Alors la question est ouverte : y a-t-il un rapport entre le fait que nos prêtres ne vivent plus du tout à la manière des douze décrite dans l’évangile d’aujourd’hui et la disparition presque totale des charismes d’exorcisme et de guérison ?
Image : La Première Tentation du Christ Psautier enluminé, vers 1222 Copenhague
2 commentaires
Bonjour Véronique, il me semble qu’il y a chez certains deux craintes :
La première, qu’un exorcisme soit perçu comme une main-mise, la création d’un lien spirituel ou occulte, entre le ministre et le fidèle, même si ce qui est demandé est la délivrance, la guérison.

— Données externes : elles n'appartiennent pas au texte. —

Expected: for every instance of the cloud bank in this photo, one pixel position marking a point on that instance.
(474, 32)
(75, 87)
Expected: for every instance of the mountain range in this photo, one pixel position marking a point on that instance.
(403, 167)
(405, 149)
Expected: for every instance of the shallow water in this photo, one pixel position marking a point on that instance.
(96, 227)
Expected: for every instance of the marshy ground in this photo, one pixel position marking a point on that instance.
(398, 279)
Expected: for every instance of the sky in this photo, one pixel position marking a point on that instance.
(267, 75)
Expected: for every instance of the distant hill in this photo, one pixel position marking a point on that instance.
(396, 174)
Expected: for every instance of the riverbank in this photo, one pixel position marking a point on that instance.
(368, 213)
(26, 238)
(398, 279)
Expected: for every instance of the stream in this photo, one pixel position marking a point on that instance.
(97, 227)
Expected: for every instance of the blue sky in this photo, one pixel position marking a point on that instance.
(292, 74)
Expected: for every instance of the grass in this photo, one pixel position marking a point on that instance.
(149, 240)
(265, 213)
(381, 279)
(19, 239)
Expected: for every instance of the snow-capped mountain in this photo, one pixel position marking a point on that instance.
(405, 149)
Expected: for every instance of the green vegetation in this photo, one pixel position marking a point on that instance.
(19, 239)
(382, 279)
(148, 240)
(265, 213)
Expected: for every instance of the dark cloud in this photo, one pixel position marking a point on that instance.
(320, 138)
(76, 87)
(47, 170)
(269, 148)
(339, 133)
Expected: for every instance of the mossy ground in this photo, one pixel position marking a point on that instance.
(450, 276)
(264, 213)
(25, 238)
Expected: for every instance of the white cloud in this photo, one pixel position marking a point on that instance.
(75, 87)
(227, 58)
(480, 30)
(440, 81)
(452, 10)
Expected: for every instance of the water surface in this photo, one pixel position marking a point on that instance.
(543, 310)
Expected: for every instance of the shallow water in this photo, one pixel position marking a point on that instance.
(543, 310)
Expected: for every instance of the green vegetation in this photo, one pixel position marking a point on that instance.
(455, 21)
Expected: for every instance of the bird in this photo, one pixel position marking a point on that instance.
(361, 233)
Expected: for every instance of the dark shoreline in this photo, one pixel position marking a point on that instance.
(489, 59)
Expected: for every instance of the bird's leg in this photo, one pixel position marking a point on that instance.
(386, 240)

Les abus de divers religieux ou “bergers” ont nourri cette crainte. Cette crainte est si présente que les exorcismes sont confiés au discernement et à l’action de l’exorciste officiel, dans chaque diocèse.
La seconde est le dénuement pouvant être ressenti devant une prière ou un exorcisme sans effet visible, qui met en échec, qui confronte à la puissance du mal. Même si dans la foi, nous croyons que le mal n’aura pas le dernier mot. Pourquoi mon fils n’est il pas guéri ? Et si oui, pourquoi lui et pas son voisin? Est ce qu’il faut mieux demander à Dieu une aide spirituelle pour vivre cette épreuve? Ou prier pour demander une guérison, une délivrance? Ne risque t’on pas de faire douter certains de l’amour infini de Dieu si Dieu semble se taire? Ces questions, il est probable que certains pasteurs y soient confrontés.
Je remarque que dans les diocèses parisiens, des soirées de guérisons ont lieu, avec parfois des guérisons inexpliquées.
A très bientôt chère Véronique, en union de prière , Claire
Chère Claire, merci pour cette réponse fort intéressante. Elle donne matière à réfléchir. Il est vrai que je n’avais pas envisagé la question sous cet angle-là.